[PATCH v3 0/7] NUMA: Add per-node domain-memory claims

Bernhard Kaindl posted 7 patches 23 hours ago
Patches applied successfully (tree, apply log)
git fetch https://gitlab.com/xen-project/patchew/xen tags/patchew/cover.1757261045.git.bernhard.kaindl@cloud.com
tools/flask/policy/modules/dom0.te  |   1 +
tools/flask/policy/modules/xen.if   |   1 +
tools/include/xenctrl.h             |   4 +
tools/libs/ctrl/xc_domain.c         |  42 +++++++
tools/ocaml/libs/xc/xenctrl.ml      |   9 ++
tools/ocaml/libs/xc/xenctrl.mli     |   9 ++
tools/ocaml/libs/xc/xenctrl_stubs.c |  21 ++++
xen/arch/arm/xen.lds.S              |   1 +
xen/arch/ppc/xen.lds.S              |   1 +
xen/arch/riscv/xen.lds.S            |   1 +
xen/arch/x86/mm.c                   |   3 +-
xen/arch/x86/mm/mem_sharing.c       |   4 +-
xen/arch/x86/xen.lds.S              |   1 +
xen/common/domain.c                 |  31 +++++-
xen/common/domctl.c                 |   8 ++
xen/common/grant_table.c            |   4 +-
xen/common/memory.c                 |  18 ++-
xen/common/numa.c                   |  53 ++++++++-
xen/common/page_alloc.c             | 163 ++++++++++++++++++++--------
xen/include/public/domctl.h         |  17 +++
xen/include/xen/domain.h            |   2 +
xen/include/xen/mm.h                |   5 +-
xen/include/xen/numa.h              |  15 +++
xen/include/xen/sched.h             |   1 +
xen/include/xen/xen.lds.h           |   8 ++
xen/xsm/flask/hooks.c               |   3 +
xen/xsm/flask/policy/access_vectors |   2 +
27 files changed, 370 insertions(+), 58 deletions(-)
[PATCH v3 0/7] NUMA: Add per-node domain-memory claims
Posted by Bernhard Kaindl 23 hours ago
XEN_DOMCTL_claim_memory - New Hypercall to claim memory for a domain
to improve NUMA awareness when allocating its system memory.

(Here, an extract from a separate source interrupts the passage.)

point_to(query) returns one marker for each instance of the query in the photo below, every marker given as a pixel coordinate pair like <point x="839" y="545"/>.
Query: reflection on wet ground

In tests with AMD Genoa, we achived 22% higer VM density compared
to spreading memory across all NUMA nodes for the same Speedometer
web application benchmark score, so this can enable significant
savings for server hosting (more details below).

The author of v1 is Alejandro Vallejo (he moved to AMD since).
Six months have passed, and the last review comment that I found
for it was 2 months ago.

General introduction:
---------------------

Xen supports claiming an amount of memory for a domain ahead of
allocating it to ensure that it is available for allocation.

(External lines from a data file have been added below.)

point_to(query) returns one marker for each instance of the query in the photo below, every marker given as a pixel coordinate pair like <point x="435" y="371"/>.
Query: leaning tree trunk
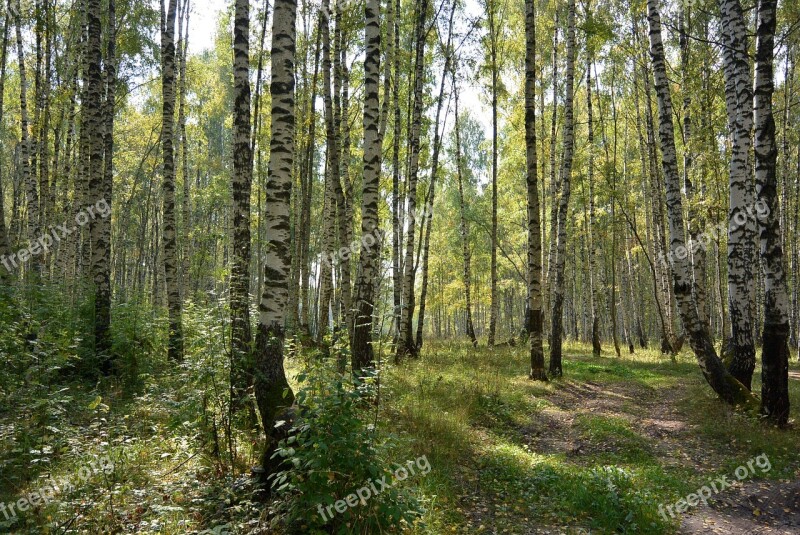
<point x="741" y="230"/>
<point x="271" y="386"/>
<point x="369" y="258"/>
<point x="775" y="352"/>
<point x="242" y="179"/>
<point x="534" y="323"/>
<point x="406" y="344"/>
<point x="168" y="153"/>
<point x="722" y="382"/>
<point x="593" y="294"/>
<point x="556" y="332"/>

On NUMA hosts, the same assurance is needed on a per-NUMA-node basis
to ensure optimal placement of domain memory on the correct NUMA node:

Performance test results:
-------------------------

Using "bootstorm" tests, when large VMs are booted in parallel.
Unless carefully planned, memory may be allocated on remote NUMA nodes.
It increases the memory latency experienced by applications and
degrades their performance.

NUMA claims allow for ensuring that all memory for a domain can be
allocated on the claimed NUMA node. We achieved a 15% improvement
in Speedometer performance tests and a 22% increase in VMs on AMD
Genoa while maintaining the same Speedometer score compared to
spreading the system memory of the domains across all NUMA nodes.

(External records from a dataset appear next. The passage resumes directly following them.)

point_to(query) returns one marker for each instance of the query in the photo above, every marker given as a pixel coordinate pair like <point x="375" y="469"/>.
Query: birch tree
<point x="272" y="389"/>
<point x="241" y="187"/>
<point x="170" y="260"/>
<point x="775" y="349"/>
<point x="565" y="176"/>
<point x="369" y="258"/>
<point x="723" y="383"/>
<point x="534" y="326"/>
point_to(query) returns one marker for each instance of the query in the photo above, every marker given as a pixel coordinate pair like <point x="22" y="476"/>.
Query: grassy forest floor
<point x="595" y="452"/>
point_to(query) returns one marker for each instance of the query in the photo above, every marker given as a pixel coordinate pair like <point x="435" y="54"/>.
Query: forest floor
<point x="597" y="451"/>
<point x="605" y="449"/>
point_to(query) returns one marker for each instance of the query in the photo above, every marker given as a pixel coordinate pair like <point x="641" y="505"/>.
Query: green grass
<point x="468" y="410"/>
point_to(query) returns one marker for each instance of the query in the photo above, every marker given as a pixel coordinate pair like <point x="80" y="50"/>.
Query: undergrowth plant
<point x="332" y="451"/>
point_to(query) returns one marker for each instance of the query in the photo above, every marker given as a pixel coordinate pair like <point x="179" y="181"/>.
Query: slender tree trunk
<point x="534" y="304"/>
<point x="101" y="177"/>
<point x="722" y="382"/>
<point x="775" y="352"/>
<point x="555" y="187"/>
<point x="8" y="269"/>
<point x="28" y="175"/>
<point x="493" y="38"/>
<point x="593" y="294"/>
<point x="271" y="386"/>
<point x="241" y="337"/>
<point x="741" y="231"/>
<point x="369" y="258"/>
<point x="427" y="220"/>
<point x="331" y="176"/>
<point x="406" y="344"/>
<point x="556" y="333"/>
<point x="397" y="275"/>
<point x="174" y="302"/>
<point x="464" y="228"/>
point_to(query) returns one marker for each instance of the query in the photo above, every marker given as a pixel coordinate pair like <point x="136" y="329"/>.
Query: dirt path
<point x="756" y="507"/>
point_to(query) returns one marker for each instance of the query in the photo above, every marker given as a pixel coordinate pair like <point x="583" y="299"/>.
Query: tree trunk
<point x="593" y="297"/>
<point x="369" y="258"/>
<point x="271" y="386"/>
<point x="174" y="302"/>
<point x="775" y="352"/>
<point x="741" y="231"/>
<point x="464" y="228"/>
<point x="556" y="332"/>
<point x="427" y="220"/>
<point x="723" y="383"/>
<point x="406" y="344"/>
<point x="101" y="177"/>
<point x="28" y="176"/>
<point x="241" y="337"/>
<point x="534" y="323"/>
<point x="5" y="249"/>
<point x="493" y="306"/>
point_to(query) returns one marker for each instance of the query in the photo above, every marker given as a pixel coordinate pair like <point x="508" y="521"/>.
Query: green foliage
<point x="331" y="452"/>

One out of 5 to 7 servers is not needed and could serve extra capacity.
Server and server room upgrades can be delayed, and money paid
for hosting and/or running servers can be saved.

Principle of operation:
-----------------------

Besides the NUMA node claim, host-wide exist already
and are implemented in libxl and libxenguest as well:

1. Call domain_create(); the claim is associated with this domain only.

2. Claim the needed amount of memory

   domain_set_outstanding_pages():

   - Sets d->outstanding_claims to the claimed memory
     (and with this series, also sets d->claim_node to the node)

   - Adds the new claim to per_node(outstanding_claims), with this series
   - Adds the new claim to the host-wide outstanding_claims
  
   - This prevents get_free_buddy() from allocating from NUMA nodes.
     When the amount of unclaimed memory is lower than the given request
     unless the memory is allocated for a domain with sufficient claim

3. Allocate for the domain

   alloc_heap_pages() and get_free_buddy():

   - If d->outstanding_claims is sufficient for the allocation
     (and with this series, d->claim_node matches the node the alloc from).
     Then, the allocation may continue on the node.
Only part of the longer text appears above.